# i am completely new any advise?



## Jamie Lee Hannaford (Mar 27, 2015)

I am thinking of getting a Barnett black widow ( http://www.molevalleyfarmers.com/mvf/store/products/barnett-black-widow-catapult ) with Barnett Ammo packs of 140 x .38.

just a few questions:

how long practicing until you can hunt?

how to stalk small game?

what do your wear out hunting?

all advise will be appreciated please feel free to debate, etc.

:iono: :target:


----------



## Henry the Hermit (Jun 2, 2010)

There is plenty of advice right here on the Hunting Forum.

As for stalking, learn to get close enough to wild game to take a good picture without using the zoom feature. You can learn this skill without wounding animals. When you can consistently put your chosen ammo into a two inch circle at 10 meters, and through a steel vegetable can, you will be ready to hunt.


----------



## SmilingFury (Jul 2, 2013)

There is a lot of information here. All you have to do is read. There is a hunting section among many other sections with all the info you need. Look around as the questions you are asking have been answered many times before. The competitions and badges threads can give you things to do before you try hunting. One must be very very accurate before trying hunting otherwise you risk hurting the animal and putting it through unneeded suffering.

Be well,
SF

Ps: i just saw henry answered just before I did. Sorry if this is repetitive.


----------



## Jamie Lee Hannaford (Mar 27, 2015)

thanks much appricited


----------



## Imperial (Feb 9, 2011)

just a few questions:

how long practicing until you can hunt?










how to stalk small game?










what do your wear out hunting?










but seriously, help us out by telling us if you have any experience with shooting of any kind, hunting and about how old you are. it'll give people a better idea of where to start you off and how to proceed.


----------



## treefork (Feb 1, 2010)

http://slingshotforum.com/topic/21014-search-function/


----------



## Jamie Lee Hannaford (Mar 27, 2015)

Imperial said:


> just a few questions:
> 
> how long practicing until you can hunt?
> 
> ...


I am 13, i have been out fox hunting for 4 years, i ave got a green body warmer which i put on top of a camo hooded fleece, i occasionally go to my local rifle range and shoot their 22. and can hit the bullseye at 25 yards.


----------



## SlingshotBill (May 29, 2014)

And Id say to spend the extra and get a full size barrnett or a trumark with the wrist brace and sights(if your set on production slingshot) and master it, oh and target practice where your going to hunt.


----------



## Jamie Lee Hannaford (Mar 27, 2015)

This is my clothes.


----------



## mrcharly (Mar 24, 2015)

Ah - you are in the UK.

Be aware that UK laws require you to be proficient enough that you don't risk causing unnecessary suffering. Yeah, that is vague, intentionally so.

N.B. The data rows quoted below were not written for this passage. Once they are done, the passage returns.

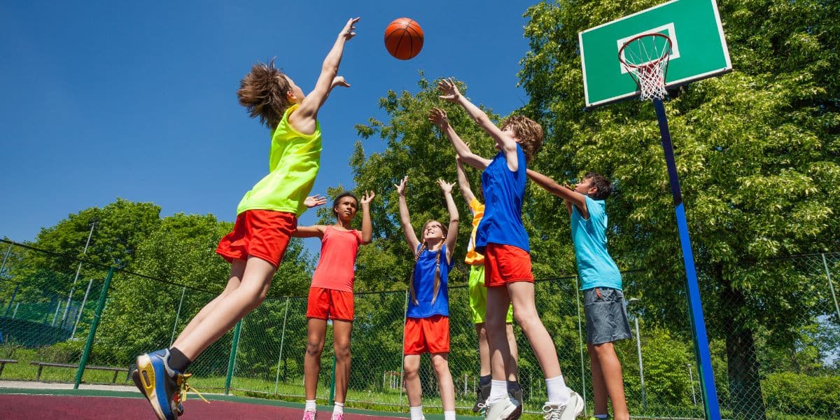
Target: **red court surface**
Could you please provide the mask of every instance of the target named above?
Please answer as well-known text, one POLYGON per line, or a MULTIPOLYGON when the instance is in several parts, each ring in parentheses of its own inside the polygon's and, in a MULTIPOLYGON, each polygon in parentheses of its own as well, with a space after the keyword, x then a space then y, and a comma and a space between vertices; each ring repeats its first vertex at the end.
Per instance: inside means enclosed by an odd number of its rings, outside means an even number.
MULTIPOLYGON (((277 420, 302 417, 298 407, 249 404, 226 401, 189 400, 185 404, 183 420, 248 419, 277 420)), ((318 412, 318 417, 328 419, 330 412, 318 412)), ((0 418, 32 419, 120 419, 155 420, 149 402, 142 398, 110 396, 71 396, 52 395, 0 395, 0 418)), ((346 413, 347 420, 384 420, 399 417, 380 417, 346 413)))

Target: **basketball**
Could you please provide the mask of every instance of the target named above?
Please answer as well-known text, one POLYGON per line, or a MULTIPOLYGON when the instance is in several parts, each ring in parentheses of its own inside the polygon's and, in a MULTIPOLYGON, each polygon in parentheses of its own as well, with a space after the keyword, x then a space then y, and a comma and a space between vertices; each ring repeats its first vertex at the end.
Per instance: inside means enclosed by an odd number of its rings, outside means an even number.
POLYGON ((408 18, 394 20, 385 29, 385 48, 394 58, 414 58, 423 49, 423 29, 408 18))

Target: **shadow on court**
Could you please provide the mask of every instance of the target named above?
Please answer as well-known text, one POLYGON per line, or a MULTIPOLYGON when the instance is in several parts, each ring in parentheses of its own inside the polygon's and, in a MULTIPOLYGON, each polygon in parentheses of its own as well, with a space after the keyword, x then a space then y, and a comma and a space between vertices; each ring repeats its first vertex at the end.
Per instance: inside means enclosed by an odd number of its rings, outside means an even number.
MULTIPOLYGON (((297 407, 277 407, 245 402, 213 401, 209 404, 199 399, 185 404, 183 420, 296 419, 302 417, 297 407)), ((318 418, 328 419, 330 412, 318 412, 318 418)), ((399 417, 381 417, 346 413, 347 420, 384 420, 399 417)), ((0 395, 0 418, 5 420, 55 419, 120 419, 155 420, 149 402, 142 398, 108 396, 71 396, 51 395, 0 395)))

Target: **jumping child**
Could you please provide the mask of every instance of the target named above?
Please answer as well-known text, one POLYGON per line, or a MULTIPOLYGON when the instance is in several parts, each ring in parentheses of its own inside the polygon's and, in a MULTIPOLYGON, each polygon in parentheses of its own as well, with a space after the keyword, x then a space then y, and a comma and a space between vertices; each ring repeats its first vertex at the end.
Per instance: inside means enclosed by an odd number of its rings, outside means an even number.
POLYGON ((616 420, 628 420, 622 365, 612 343, 630 338, 630 323, 622 292, 622 275, 606 251, 606 207, 610 181, 588 172, 574 189, 528 171, 528 176, 546 191, 562 197, 571 218, 572 243, 577 261, 586 316, 586 349, 592 368, 595 417, 606 418, 606 397, 612 402, 616 420))
MULTIPOLYGON (((473 406, 473 412, 479 412, 487 403, 487 397, 490 396, 491 387, 491 370, 490 370, 490 345, 487 343, 487 328, 485 327, 485 317, 487 312, 487 288, 484 286, 484 255, 475 251, 475 232, 478 225, 484 217, 484 204, 478 201, 470 187, 470 181, 464 173, 464 165, 461 164, 461 157, 455 155, 455 164, 458 168, 458 187, 461 190, 464 199, 470 205, 470 211, 473 215, 473 230, 470 236, 470 244, 467 245, 467 255, 464 262, 470 265, 470 311, 472 312, 473 323, 475 324, 475 333, 478 335, 478 354, 480 364, 480 373, 478 381, 478 389, 475 390, 475 404, 473 406)), ((506 333, 507 335, 507 344, 511 348, 511 355, 513 360, 510 363, 514 366, 513 376, 508 377, 508 391, 512 394, 513 398, 522 403, 522 390, 516 381, 517 375, 517 339, 513 335, 513 306, 507 307, 507 315, 505 317, 506 333)))
POLYGON ((421 243, 414 234, 406 204, 408 176, 395 184, 399 195, 400 224, 414 255, 414 269, 408 279, 408 311, 406 318, 404 354, 406 393, 412 420, 423 420, 423 390, 420 386, 420 355, 429 353, 438 376, 445 420, 455 420, 455 388, 449 372, 449 274, 452 252, 458 239, 458 207, 452 198, 454 184, 438 180, 446 197, 449 227, 429 220, 423 226, 421 243))
POLYGON ((472 153, 449 125, 446 112, 432 109, 429 120, 447 134, 461 160, 483 171, 481 188, 486 207, 476 233, 475 250, 484 254, 487 286, 486 322, 493 377, 486 402, 487 418, 507 420, 522 413, 519 402, 508 395, 507 382, 514 373, 505 333, 505 314, 512 302, 517 323, 528 337, 545 376, 549 394, 543 407, 545 418, 575 418, 583 412, 583 400, 566 386, 554 343, 539 319, 534 303, 528 236, 522 221, 526 165, 542 146, 543 129, 524 116, 514 115, 500 129, 484 111, 461 95, 451 79, 441 80, 438 88, 443 93, 442 99, 464 108, 495 140, 499 150, 492 160, 472 153))
POLYGON ((348 20, 339 33, 308 95, 273 61, 254 66, 240 82, 239 103, 271 129, 270 173, 245 193, 234 231, 216 249, 231 263, 224 291, 202 308, 171 347, 137 356, 134 383, 160 420, 175 420, 183 412, 181 402, 191 389, 186 373, 190 364, 265 298, 318 175, 318 110, 333 88, 349 87, 338 71, 357 22, 358 18, 348 20))

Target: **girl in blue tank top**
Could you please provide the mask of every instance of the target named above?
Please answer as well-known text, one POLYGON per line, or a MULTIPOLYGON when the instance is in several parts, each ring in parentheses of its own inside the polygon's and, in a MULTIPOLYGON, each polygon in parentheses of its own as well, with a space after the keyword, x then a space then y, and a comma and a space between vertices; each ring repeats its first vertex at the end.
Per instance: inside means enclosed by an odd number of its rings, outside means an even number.
POLYGON ((408 279, 408 312, 406 318, 402 353, 406 393, 408 395, 412 420, 423 418, 423 391, 420 386, 420 354, 429 353, 432 367, 438 376, 440 399, 445 420, 455 419, 455 390, 449 372, 449 270, 452 252, 458 239, 458 208, 452 198, 454 183, 438 180, 446 197, 449 213, 449 228, 437 220, 423 226, 417 239, 406 204, 406 184, 408 176, 396 184, 399 195, 400 224, 406 241, 414 254, 414 269, 408 279), (448 234, 451 233, 451 234, 448 234))

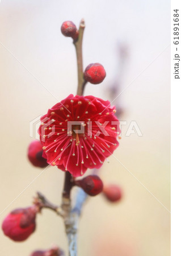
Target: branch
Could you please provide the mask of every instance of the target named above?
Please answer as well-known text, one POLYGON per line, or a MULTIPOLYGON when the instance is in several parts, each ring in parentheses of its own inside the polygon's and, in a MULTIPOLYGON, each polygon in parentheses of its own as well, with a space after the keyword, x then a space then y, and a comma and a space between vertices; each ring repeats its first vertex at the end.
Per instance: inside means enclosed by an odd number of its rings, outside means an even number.
POLYGON ((68 238, 69 256, 77 255, 78 225, 83 203, 87 195, 82 188, 78 188, 75 204, 65 219, 66 232, 68 238))
POLYGON ((74 44, 75 47, 77 54, 77 71, 78 71, 78 88, 77 95, 82 95, 85 86, 86 81, 83 78, 83 61, 82 61, 82 39, 83 35, 83 31, 85 28, 85 24, 83 19, 82 19, 79 29, 79 35, 78 39, 74 42, 74 44))
POLYGON ((37 197, 34 199, 33 203, 36 204, 41 210, 43 208, 48 208, 55 212, 58 215, 62 216, 60 208, 52 204, 40 192, 37 192, 37 197))
MULTIPOLYGON (((83 95, 86 81, 83 77, 82 61, 82 39, 85 27, 85 21, 82 19, 80 23, 79 35, 77 40, 74 41, 75 47, 78 71, 77 95, 83 95)), ((63 210, 63 218, 65 231, 68 239, 69 256, 77 255, 77 229, 78 222, 81 209, 87 195, 82 189, 79 189, 77 195, 74 208, 71 209, 70 191, 74 183, 69 172, 65 174, 64 189, 62 193, 61 208, 63 210)))

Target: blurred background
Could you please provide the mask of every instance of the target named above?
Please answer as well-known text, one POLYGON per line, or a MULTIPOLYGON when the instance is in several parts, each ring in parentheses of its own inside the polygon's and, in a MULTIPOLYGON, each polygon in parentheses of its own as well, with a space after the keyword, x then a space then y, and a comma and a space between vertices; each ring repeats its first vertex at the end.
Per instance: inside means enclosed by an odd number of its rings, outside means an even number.
MULTIPOLYGON (((143 136, 127 137, 128 126, 123 126, 114 155, 170 210, 170 1, 1 0, 0 212, 42 171, 27 159, 33 139, 30 122, 57 103, 54 97, 76 93, 75 49, 60 27, 66 20, 78 27, 82 18, 84 67, 99 62, 107 72, 101 84, 87 84, 85 94, 112 100, 110 86, 119 86, 119 94, 131 83, 113 104, 121 107, 122 121, 136 121, 143 136)), ((116 204, 102 195, 87 202, 79 255, 170 255, 169 212, 114 157, 109 160, 101 177, 121 186, 124 197, 116 204)), ((63 172, 48 168, 0 215, 1 223, 12 209, 30 205, 37 190, 60 204, 63 180, 63 172)), ((37 216, 27 241, 14 242, 1 229, 0 237, 1 255, 28 256, 52 245, 67 253, 63 222, 49 210, 37 216)))

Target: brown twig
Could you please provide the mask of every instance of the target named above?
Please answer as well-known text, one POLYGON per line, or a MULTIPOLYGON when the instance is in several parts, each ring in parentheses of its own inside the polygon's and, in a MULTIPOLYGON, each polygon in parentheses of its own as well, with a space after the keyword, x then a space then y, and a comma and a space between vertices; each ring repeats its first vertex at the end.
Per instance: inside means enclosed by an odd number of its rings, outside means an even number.
POLYGON ((77 95, 83 95, 85 86, 86 81, 83 78, 83 61, 82 61, 82 40, 83 31, 85 28, 85 23, 83 19, 82 19, 79 29, 78 39, 74 42, 75 47, 77 62, 77 71, 78 71, 78 88, 77 95))
MULTIPOLYGON (((85 27, 85 21, 82 19, 80 23, 79 35, 74 41, 75 47, 78 70, 77 95, 83 95, 86 81, 83 77, 82 61, 82 39, 85 27)), ((86 198, 86 194, 82 189, 79 189, 75 207, 71 209, 70 191, 74 185, 71 175, 68 172, 65 174, 64 189, 62 193, 61 208, 63 211, 63 217, 67 234, 69 245, 69 256, 77 255, 77 225, 81 213, 81 208, 86 198), (77 206, 76 206, 77 205, 77 206)))
POLYGON ((60 208, 52 204, 40 192, 37 192, 37 197, 34 199, 33 203, 36 205, 41 210, 43 208, 48 208, 55 212, 58 215, 62 217, 60 208))

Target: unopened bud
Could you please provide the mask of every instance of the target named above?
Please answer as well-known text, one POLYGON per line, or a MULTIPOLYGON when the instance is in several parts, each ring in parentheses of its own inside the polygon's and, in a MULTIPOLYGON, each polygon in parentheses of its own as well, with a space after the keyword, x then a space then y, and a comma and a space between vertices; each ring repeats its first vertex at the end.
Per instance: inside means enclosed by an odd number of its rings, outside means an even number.
POLYGON ((90 196, 96 196, 103 188, 103 183, 100 177, 96 175, 89 175, 82 180, 75 181, 75 184, 81 187, 90 196))
POLYGON ((74 38, 75 36, 75 34, 77 34, 76 26, 70 20, 65 21, 63 23, 61 27, 61 31, 65 36, 73 38, 74 38))
POLYGON ((111 202, 120 201, 123 196, 123 192, 117 185, 107 185, 104 186, 103 194, 107 199, 111 202))
POLYGON ((102 82, 106 76, 105 69, 99 63, 92 63, 89 65, 84 72, 86 81, 91 84, 98 84, 102 82))
POLYGON ((2 225, 5 236, 15 241, 26 240, 35 230, 36 213, 34 205, 12 211, 2 225))

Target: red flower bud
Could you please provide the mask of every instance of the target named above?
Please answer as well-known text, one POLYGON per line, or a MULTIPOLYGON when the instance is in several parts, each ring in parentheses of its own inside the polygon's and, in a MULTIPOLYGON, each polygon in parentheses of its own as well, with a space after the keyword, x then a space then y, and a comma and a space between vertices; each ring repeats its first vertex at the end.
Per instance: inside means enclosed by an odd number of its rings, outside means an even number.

It's not reasonable to hunt if you can't be 'reasonably' confident that you can kill with one shot. So work out what you are going to hunt, how big the kill target area is, how close you can stalk.

I used to bowhunt crows, parrots, rabbits and suchlike at your age (in Australia, where it is legal). I was a terrible shot, so I got good at stalking. Most times when I shot something I was within 10ft. As Dirty Harry said "A mans got to know his limitations"


----------